One month post-launch: every metric moved in the right direction

What I Learned

Employee-facing products deserve the same rigor as customer-facing ones. Internal tools are easy to deprioritize. There's no competitive churn, and users can't leave. But disengaged employees don't just avoid bad tools; they form opinions about the organization's competence based on them. The bar matters.

Aesthetics are a trust mechanism, not a luxury. The jump from AskGPT 1.0 to 2.0 wasn't primarily functional. The underlying AI capabilities barely changed. What changed was how the product felt. That feeling drove the 27% increase in new chats. Visual quality is not a post-functional concern. It is a functional concern.

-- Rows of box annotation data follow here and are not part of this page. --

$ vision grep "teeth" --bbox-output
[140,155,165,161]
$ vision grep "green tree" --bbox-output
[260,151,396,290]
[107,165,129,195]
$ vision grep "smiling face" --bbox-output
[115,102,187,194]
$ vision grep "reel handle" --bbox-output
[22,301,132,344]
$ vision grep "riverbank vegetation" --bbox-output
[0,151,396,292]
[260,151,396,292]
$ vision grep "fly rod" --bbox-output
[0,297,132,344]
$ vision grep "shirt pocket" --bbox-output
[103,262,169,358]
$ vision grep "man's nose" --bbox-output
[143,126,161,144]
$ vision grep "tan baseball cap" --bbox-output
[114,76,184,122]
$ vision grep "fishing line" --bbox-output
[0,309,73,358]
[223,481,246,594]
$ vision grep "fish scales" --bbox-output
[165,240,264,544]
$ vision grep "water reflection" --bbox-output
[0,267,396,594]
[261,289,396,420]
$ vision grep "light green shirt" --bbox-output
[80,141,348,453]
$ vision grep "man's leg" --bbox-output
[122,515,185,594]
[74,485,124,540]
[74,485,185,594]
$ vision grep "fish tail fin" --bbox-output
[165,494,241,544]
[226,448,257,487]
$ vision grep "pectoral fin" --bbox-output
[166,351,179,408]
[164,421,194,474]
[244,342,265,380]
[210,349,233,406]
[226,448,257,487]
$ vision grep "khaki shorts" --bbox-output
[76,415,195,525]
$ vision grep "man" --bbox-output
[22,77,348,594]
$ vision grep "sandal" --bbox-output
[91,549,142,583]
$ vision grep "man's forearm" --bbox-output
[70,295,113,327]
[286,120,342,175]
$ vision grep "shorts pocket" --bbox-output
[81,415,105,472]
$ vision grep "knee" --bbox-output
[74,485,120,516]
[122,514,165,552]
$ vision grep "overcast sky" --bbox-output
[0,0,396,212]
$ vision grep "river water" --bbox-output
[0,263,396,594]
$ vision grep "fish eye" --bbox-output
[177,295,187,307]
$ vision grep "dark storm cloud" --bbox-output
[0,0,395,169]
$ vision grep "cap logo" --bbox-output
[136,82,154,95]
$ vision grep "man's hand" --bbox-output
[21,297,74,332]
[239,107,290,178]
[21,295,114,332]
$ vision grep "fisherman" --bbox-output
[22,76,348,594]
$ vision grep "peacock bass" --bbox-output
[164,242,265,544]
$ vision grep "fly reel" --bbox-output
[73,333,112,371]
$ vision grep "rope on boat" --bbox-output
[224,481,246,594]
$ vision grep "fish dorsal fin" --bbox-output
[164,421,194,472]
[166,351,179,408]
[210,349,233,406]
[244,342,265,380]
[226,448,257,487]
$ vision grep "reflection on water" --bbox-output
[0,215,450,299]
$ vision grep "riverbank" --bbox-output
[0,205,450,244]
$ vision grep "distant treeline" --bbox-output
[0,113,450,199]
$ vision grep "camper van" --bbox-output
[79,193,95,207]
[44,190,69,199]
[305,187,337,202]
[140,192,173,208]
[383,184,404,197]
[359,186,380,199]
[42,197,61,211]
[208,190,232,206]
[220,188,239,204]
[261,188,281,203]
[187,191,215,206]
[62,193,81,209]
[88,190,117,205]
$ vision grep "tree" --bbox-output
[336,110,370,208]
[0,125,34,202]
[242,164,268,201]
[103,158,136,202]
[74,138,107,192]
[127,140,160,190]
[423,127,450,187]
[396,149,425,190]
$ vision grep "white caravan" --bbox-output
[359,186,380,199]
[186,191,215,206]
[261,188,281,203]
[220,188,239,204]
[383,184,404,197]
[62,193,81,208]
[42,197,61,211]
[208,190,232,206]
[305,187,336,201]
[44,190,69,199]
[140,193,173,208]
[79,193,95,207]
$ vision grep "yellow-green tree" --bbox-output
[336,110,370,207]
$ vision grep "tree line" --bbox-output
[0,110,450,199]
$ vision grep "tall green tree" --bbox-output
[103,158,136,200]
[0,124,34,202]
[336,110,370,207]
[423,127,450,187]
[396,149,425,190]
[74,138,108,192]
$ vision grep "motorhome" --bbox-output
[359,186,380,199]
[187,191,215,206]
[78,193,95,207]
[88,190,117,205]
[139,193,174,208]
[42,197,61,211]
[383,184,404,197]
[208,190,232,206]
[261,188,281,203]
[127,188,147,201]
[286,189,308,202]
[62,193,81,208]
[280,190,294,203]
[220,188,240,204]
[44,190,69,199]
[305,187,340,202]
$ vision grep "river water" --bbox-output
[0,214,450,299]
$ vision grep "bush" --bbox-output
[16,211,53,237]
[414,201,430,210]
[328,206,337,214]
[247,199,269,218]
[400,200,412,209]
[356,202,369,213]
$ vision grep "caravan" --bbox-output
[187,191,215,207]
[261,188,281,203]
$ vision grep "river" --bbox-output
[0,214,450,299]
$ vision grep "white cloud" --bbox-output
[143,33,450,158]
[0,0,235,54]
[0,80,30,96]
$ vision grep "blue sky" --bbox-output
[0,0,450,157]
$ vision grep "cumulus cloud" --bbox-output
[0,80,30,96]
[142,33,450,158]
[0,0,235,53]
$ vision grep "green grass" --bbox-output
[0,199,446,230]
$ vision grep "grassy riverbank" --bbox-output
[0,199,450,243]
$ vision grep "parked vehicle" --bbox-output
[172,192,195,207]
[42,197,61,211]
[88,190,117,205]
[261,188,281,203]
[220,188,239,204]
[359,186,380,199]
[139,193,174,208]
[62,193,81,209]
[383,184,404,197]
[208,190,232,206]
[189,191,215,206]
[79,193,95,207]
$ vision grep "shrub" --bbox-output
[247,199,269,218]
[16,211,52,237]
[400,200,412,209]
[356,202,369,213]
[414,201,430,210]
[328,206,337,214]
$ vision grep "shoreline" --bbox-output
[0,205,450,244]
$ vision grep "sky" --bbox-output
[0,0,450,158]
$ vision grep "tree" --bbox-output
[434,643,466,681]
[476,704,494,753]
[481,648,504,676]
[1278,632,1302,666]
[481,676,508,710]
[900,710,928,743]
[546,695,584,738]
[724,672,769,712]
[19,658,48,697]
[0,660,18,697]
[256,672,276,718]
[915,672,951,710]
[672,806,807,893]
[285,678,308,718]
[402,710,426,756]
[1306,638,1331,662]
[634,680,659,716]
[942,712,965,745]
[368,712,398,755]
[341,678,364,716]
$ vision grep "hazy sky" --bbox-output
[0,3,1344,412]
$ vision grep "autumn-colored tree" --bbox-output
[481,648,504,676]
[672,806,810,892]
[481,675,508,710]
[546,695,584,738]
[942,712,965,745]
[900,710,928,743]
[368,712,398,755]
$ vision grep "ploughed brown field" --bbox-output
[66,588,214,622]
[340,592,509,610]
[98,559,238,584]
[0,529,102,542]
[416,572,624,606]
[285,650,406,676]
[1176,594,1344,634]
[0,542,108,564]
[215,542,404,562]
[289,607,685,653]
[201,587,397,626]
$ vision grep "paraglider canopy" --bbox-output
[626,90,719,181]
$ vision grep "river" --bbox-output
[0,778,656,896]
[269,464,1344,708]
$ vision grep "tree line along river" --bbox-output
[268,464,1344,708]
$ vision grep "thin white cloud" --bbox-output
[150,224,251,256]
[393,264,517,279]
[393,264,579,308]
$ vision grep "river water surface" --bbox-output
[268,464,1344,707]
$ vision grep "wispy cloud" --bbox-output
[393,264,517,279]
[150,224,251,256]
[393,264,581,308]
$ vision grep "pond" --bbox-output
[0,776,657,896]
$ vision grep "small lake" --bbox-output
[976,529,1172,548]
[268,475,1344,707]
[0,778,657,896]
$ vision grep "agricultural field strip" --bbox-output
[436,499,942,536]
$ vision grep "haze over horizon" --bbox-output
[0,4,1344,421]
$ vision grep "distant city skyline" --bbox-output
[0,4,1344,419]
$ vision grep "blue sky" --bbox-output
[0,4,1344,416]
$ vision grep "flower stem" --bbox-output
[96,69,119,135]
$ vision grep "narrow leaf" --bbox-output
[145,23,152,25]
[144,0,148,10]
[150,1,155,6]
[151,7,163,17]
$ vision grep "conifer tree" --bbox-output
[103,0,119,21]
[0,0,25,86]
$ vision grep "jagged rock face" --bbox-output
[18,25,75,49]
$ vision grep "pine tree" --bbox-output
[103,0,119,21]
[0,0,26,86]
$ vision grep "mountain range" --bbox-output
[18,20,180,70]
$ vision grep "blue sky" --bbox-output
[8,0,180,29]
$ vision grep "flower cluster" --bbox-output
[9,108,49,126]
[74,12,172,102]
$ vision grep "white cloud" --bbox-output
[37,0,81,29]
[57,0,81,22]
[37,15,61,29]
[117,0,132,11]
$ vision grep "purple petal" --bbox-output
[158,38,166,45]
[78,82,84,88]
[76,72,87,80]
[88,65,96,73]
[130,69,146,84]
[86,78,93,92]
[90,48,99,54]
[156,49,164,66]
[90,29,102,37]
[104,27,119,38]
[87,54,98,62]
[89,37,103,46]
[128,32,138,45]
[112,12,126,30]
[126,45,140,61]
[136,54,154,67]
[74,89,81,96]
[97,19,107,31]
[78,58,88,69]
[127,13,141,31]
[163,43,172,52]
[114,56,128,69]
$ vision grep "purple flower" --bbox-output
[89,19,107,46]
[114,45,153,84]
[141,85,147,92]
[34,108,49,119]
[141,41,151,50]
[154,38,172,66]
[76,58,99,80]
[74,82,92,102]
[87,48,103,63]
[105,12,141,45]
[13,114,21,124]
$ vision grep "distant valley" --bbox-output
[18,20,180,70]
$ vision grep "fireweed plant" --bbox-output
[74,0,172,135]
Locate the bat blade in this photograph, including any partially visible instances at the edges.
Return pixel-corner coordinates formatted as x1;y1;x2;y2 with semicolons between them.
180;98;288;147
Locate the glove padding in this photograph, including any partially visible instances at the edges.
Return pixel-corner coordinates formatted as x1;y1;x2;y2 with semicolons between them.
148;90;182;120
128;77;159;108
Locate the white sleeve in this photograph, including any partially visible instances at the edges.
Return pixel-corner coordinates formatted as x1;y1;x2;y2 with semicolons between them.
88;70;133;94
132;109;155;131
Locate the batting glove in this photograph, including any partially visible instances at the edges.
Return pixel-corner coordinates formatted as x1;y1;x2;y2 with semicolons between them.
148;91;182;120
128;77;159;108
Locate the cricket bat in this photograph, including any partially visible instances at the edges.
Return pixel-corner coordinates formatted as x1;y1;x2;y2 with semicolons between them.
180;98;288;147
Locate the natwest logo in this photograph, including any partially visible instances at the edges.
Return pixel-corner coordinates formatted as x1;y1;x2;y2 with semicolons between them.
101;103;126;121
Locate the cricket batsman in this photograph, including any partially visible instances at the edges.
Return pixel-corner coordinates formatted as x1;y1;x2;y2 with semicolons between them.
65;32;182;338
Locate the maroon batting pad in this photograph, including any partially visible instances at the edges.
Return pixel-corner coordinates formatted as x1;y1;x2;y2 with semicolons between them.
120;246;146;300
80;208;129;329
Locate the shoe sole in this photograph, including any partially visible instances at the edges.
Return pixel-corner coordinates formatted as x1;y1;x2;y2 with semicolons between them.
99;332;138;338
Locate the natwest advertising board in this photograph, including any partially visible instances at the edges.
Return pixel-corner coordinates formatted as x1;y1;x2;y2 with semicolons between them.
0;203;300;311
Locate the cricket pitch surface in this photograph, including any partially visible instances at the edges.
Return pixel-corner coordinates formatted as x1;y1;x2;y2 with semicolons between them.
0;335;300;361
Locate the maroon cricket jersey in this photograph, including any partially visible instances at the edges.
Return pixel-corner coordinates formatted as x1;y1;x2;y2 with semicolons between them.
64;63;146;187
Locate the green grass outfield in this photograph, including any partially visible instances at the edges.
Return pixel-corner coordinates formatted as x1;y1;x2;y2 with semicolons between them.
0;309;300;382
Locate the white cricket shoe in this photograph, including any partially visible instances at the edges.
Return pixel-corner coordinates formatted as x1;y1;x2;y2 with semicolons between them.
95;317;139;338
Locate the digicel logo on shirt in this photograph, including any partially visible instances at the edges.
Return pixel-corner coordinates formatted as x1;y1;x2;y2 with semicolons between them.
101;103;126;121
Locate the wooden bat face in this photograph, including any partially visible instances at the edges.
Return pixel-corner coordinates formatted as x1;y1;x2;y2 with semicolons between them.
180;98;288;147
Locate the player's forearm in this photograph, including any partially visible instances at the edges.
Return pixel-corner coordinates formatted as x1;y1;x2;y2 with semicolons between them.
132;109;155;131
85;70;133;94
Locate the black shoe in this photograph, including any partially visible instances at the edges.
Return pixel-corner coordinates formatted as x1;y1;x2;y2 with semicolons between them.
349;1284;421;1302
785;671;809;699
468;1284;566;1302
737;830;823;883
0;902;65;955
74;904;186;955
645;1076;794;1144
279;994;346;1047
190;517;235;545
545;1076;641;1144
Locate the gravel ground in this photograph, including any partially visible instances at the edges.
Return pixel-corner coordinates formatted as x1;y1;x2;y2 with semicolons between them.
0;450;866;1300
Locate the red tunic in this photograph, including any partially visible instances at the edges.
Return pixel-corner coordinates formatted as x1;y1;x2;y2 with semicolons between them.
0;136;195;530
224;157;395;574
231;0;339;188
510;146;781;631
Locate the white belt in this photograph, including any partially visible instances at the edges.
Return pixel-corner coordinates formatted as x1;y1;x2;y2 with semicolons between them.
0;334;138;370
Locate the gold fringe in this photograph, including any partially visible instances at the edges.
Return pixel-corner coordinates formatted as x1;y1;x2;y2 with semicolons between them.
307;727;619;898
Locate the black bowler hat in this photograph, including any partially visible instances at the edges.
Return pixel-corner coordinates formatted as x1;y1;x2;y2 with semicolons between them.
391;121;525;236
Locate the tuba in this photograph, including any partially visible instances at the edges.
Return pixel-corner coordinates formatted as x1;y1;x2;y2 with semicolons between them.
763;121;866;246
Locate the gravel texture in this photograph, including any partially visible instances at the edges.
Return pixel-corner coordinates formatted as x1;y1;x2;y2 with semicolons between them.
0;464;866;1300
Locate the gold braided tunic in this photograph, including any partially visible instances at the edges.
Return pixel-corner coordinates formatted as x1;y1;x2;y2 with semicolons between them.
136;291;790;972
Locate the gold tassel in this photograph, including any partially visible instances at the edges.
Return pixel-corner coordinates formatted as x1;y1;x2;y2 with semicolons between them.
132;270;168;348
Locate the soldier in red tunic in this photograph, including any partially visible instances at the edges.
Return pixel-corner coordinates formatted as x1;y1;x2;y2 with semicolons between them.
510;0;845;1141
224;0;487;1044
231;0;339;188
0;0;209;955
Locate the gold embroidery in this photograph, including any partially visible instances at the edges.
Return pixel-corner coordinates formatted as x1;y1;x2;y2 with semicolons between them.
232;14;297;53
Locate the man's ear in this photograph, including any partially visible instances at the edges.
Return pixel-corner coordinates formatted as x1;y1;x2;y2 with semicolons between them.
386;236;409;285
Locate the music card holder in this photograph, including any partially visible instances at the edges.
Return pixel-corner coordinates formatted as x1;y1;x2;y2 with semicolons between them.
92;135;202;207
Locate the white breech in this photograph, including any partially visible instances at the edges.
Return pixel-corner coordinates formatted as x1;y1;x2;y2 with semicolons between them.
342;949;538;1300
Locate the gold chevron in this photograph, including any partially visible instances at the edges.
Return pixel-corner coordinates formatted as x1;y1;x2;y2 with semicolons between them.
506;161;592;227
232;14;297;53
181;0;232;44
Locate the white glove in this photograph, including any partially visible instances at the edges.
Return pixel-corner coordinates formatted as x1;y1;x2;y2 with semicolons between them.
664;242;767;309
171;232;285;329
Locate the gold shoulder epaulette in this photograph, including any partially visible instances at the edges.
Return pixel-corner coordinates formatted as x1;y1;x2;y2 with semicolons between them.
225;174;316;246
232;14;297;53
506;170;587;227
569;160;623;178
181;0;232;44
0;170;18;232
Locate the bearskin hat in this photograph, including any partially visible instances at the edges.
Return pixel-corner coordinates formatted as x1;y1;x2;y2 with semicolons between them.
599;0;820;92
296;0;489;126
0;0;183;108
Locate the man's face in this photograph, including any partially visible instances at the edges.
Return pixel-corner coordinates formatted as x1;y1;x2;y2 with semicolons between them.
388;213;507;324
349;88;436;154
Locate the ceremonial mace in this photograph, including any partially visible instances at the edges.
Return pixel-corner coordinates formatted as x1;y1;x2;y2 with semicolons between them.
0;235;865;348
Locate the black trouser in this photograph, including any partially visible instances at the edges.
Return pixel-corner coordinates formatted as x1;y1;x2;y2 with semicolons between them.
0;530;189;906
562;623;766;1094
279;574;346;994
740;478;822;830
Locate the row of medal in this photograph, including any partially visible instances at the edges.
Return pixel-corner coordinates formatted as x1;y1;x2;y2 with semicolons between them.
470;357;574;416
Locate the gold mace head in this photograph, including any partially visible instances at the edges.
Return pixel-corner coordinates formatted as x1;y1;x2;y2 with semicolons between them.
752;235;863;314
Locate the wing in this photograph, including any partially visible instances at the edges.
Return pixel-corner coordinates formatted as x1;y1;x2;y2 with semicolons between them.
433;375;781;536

Blank canvases block beginners. Every user who landed on the old AskGPT homepage and left without prompting wasn't lazy. They were unguided. Start states are a design responsibility, and giving people a place to begin is as important as building the feature they're supposed to use.

Quantify qualitative findings before prioritizing anything. “Users struggled with settings” is an observation. “8 out of 13 users couldn't find Advanced Settings” is a data point. The difference determines whether a fix makes it into the next sprint or disappears into the backlog.

QA is part of design, not the handoff after it. The gap between a polished prototype and a shipped product can quietly undo months of work. Staying involved through build isn't process overhead. It's quality control over the thing users actually experience.